La strada tra due villaggi attraversa rade “foreste” di maestosi alberi di mogano. Ma ogni albero, come tutti quelli che incontriamo sul bordo della strada, ha perduto i rami più belli, tagliati a mezza altezza e abbandonati ai piedi della pianta, foglie a terra come tante piccole tende triangolari. Oche, cavalli e cammelli si riuniscono là sotto per mangiare le foglie verdi.

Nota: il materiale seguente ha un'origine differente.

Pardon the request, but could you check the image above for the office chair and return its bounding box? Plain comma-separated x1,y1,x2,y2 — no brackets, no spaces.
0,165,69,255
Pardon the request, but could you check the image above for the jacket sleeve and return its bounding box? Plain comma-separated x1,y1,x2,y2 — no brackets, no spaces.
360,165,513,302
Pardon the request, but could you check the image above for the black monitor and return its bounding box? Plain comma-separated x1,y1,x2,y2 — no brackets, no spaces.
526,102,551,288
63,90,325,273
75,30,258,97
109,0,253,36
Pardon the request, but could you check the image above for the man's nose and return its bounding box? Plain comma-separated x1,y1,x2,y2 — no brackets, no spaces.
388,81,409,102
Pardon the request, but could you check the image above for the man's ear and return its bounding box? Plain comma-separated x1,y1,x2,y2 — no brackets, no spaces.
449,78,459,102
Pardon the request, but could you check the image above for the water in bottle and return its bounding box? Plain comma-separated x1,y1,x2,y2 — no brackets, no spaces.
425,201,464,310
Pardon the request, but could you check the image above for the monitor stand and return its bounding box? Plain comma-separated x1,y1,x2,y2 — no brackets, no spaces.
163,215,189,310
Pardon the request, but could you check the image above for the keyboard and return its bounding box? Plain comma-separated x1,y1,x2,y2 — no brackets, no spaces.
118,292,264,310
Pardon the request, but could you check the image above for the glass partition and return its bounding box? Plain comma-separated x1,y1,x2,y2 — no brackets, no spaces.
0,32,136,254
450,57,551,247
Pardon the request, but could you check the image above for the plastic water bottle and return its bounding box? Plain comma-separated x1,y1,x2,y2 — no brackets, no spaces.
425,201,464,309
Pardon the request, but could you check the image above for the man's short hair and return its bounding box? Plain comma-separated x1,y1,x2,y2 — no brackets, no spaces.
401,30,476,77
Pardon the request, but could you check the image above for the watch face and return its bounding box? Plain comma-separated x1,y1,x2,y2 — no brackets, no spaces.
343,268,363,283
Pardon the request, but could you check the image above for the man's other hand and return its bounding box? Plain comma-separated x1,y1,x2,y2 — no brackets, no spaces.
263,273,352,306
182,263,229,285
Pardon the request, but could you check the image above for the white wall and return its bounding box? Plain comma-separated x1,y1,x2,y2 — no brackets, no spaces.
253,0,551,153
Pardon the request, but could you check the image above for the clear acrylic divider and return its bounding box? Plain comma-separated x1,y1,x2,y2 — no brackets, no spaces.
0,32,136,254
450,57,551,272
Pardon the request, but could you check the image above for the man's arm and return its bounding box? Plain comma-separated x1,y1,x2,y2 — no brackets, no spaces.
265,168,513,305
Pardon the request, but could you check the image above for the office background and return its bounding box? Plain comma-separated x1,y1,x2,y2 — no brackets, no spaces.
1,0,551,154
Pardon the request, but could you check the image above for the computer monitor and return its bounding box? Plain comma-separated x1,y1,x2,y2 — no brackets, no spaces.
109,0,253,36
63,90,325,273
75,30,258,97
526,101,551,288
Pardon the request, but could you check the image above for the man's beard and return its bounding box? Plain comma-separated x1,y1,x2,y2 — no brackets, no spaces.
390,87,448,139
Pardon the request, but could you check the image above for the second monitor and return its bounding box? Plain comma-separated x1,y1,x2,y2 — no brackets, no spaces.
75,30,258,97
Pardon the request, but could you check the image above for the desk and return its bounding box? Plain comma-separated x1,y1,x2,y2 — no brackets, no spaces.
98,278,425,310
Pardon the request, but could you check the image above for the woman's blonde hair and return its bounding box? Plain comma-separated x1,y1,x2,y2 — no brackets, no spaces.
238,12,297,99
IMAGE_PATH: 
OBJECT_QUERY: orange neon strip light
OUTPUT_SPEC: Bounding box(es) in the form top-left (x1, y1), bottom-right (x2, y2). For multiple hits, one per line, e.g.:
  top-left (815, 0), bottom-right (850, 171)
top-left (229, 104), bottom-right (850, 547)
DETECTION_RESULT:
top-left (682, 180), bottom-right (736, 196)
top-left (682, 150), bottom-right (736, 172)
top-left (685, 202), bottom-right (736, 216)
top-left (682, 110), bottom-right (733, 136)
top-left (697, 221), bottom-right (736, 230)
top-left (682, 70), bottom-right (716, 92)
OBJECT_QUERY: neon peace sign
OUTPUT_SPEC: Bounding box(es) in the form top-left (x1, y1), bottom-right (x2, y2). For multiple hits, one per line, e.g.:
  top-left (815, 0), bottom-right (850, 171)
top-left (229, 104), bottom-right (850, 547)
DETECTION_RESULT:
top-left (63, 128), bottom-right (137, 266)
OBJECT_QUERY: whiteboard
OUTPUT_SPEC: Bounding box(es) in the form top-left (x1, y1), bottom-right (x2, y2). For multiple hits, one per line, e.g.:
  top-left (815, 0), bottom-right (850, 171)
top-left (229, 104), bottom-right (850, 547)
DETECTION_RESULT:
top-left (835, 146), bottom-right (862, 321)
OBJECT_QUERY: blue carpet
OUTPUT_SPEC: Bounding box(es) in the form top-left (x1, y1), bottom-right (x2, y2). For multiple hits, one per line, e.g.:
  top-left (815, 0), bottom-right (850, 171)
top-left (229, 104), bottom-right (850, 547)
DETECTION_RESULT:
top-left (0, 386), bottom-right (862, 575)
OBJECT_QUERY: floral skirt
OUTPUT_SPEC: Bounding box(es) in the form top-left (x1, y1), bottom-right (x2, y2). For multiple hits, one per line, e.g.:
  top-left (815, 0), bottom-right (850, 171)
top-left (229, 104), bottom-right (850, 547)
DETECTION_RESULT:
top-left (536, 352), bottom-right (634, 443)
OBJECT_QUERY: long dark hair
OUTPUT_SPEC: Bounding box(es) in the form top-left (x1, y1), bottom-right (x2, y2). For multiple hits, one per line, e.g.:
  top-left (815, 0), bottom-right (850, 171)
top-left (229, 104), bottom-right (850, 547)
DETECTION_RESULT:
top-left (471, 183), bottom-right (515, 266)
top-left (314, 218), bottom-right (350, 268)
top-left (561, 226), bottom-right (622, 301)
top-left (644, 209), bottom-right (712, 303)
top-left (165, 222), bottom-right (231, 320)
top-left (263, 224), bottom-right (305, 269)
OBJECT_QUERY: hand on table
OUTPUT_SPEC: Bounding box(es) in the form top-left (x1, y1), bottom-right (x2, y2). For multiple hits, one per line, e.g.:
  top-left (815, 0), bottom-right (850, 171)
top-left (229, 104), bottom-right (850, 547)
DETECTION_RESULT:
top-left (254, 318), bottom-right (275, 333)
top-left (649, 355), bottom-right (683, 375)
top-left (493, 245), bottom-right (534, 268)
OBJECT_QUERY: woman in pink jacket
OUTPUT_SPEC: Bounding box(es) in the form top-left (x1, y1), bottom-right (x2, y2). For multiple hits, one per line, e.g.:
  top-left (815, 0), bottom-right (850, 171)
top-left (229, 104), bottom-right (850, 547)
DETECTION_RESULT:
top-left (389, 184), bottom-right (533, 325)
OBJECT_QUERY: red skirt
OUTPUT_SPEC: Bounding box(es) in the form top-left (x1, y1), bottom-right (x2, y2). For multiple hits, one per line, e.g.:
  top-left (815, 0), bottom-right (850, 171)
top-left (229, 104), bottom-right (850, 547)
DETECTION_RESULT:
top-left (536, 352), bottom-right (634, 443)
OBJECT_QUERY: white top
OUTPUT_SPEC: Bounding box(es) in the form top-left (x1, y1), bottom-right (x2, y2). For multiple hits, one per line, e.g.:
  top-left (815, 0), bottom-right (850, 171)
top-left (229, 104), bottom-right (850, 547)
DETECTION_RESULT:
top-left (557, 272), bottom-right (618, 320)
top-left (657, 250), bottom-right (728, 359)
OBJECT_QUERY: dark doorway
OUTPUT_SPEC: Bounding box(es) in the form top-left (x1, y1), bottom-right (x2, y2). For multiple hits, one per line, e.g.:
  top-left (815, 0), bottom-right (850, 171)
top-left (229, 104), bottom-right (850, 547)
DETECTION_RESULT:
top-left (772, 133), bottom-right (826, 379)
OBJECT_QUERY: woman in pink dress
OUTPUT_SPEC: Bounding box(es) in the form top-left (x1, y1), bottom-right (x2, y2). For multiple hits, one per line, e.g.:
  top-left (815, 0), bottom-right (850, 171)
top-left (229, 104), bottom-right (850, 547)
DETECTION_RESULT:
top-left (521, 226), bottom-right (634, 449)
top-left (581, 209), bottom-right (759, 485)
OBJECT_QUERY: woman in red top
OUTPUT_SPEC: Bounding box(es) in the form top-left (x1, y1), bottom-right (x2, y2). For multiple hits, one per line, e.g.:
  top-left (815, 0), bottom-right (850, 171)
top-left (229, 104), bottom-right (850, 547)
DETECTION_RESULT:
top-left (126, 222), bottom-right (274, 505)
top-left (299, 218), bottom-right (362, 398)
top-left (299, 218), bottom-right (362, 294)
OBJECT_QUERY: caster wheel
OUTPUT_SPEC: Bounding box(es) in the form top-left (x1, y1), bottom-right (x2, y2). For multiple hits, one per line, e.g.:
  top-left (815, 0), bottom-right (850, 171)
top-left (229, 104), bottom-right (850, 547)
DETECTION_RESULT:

Poco prima di arrivare a Zalingei la strada diventa più regolare e meno caotica. Gli alberi sono più numerosi, l’acqua non è lontana. Anche gli incontri sono più numerosi: bambini dai piedi nudi, con gli abiti stracciati di un colore indefinito, che camminano veloci malgrado il sole che brucia, malgrado il vento che brucia ancor di più, con un fagottino di legna sulla testa. Spesso hanno camminato per più di 6 ore per portare il loro bottino ai genitori. Dei pezzetti di legno, che rappresentano comunque una ricchezza inestimabile per i profughi di Zalingei: venduti al mercato, sono la loro unica fonte di reddito; con loro si può cuocere l’asida, puree di sorgo che costituisce l’unico pasto della giornata; permettono anche di rattoppare la paglia che funge da parete per questi piccoli rifugi di fortuna, senza tetto, che da oltre 6 mesi sono la loro casa. Di conseguenza, ogni mattina, molto prima dell’alba, i bambini escono per cercare pezzi di legno o paglia. Gli uomini non possono andare, perché verrebbero uccisi. E sì che potrebbero trasportare quantità molto più grandi. Neppure le donne ci vanno, se possono evitarlo e se possono mandare i bambini o gli anziani: le milizie armate, se le catturano, usano loro violenza. Allora vanno i bambini, e i vecchi che camminano più lentamente; escono poco dopo la mezzanotte per svolgere il loro lavoro quotidiano, andando ogni volta più lontano, là dove trovano ancora erba e legna. Rischiano al massimo di essere picchiati e frustati. Escono di notte perché è più facile nascondersi e il rischio di essere catturati è minore.

Su questa strada, al limitare di Zalingei, si incrociano anche gruppi di asini così carichi di balle di erba che a malapena si vedono le orecchie dell’animale. Al loro fianco, donne, bambini, bastoni in mano, che salutano con grandi gesti della mano, gridando “Khawaja! Khawaja!” (il ricco! il ricco!). Sono le famiglie delle milizie, che possono uscirsene dal villaggio senza temere per la propria vita. E’ mezzogiorno Rientrano in città per andare al mercato, a vendere il loro raccolto agli abitanti dei villaggi bruciati, che sono prigionieri qui.

Guardando indietro, il viaggiatore vede di lontano, al limitare dell’ultimo villaggio bruciato, al margine del wadi, una colonna ocra che s’innalza e turbina impazzita nel cielo blu, sempre blu, nient’altro che blu. E’ un Hoboub, un piccolo tornato di sabbia e di vento bollente che attraversa il villaggio. Non c’è più nulla da distruggere, da travolgere, da fare a pezzi, al massimo trova uno sgabello, uno specchio rotto, un cucchiaio di ferro bianco da seppellire sotto una coltre di sabbia dorata.